Actuellement à l’étude au Parlement européen, le Media Freedom Act prévoit la possibilité pour les États de surveiller les journalistes afin d’identifier leurs sources. Une mesure fortement encouragée par la France.
Pour Julie Majerczak, responsable belge de Reporters sans frontières, le Media Freedom Act est une « porte ouverte à toutes sortes d’abus, car c’est toujours au nom de la sécurité nationale qu’on viole les libertés ».
Julie Majerczack est représentante de RSF auprès de l’UEÉté 2021 : le monde entier fait connaissance avec Pegasus, un puissant logiciel espion israélien prisé des régimes autoritaires pour infecter les téléphones des empêcheurs de gouverner en rond, qu’ils soient militants politiques, avocats ou journalistes. À la suite du scandale, qui a éclaboussé plusieurs États membres (on pense à la Hongrie ou à la Pologne), l’Union européenne a installé une commission d’enquête pour réfléchir à la régulation de ces outils de cybersurveillance. Celle-ci a rendu ses conclusions début mai. Sans aller jusqu’à proposer un moratoire, réclamé par les associations de défense des libertés publiques, mais en préconisant un encadrement strict.
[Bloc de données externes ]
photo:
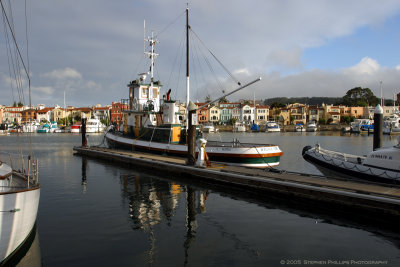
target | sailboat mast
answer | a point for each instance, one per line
(187, 61)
Mais voilà que l’Europe s’apprête à défaire ce qui a été péniblement tissé. Un cadeau empoisonné s’est glissé dans le Media Freedom Act, un projet de règlement qui vise à lutter contre la concentration des médias dans l’espace communautaire et protéger leur indépendance : la possibilité pour les États, au nom de la sécurité nationale, de surveiller les journalistes afin d’identifier leurs sources. Initialement restrictif dans ses exceptions, le texte a été largement réécrit par la France, qui s’est montrée très insistante auprès du Conseil de l’Union européenne, présidé par la Suède jusqu’à la fin du mois. Présentée ce mercredi 21 juin, la position de négociation doit maintenant être examinée par la Commission des libertés civiles (LIBE) du Parlement, avant les discussions en trilogue qui devraient débuter en septembre. Il reste donc un espoir d’amélioration.
Boîte de Pandore
Dans le texte présenté, les technologies utilisées ne sont plus désignées sous le terme de « logiciels espions » mais de « logiciels de surveillance intrusifs » (plus large), et la liste des crimes et délits justifiant leur déploiement s’est considérablement allongée (sont visés tous ceux punis d’une peine d’au moins trois ans de prison). « Criminalisation du travail journalistique », objecte Chloé Berthélémy, de l’association European Digital Rights (Edri), en pointe sur le sujet. « C’est la porte ouverte à toutes sortes d’abus, car c’est toujours au nom de la sécurité nationale qu’on viole les libertés », renchérit Julie Majerczak, représentante de Reporters sans frontières auprès de l’UE, qui a signé une lettre ouverte adressée par soixante-cinq organisations de la société civile aux représentants des États membres.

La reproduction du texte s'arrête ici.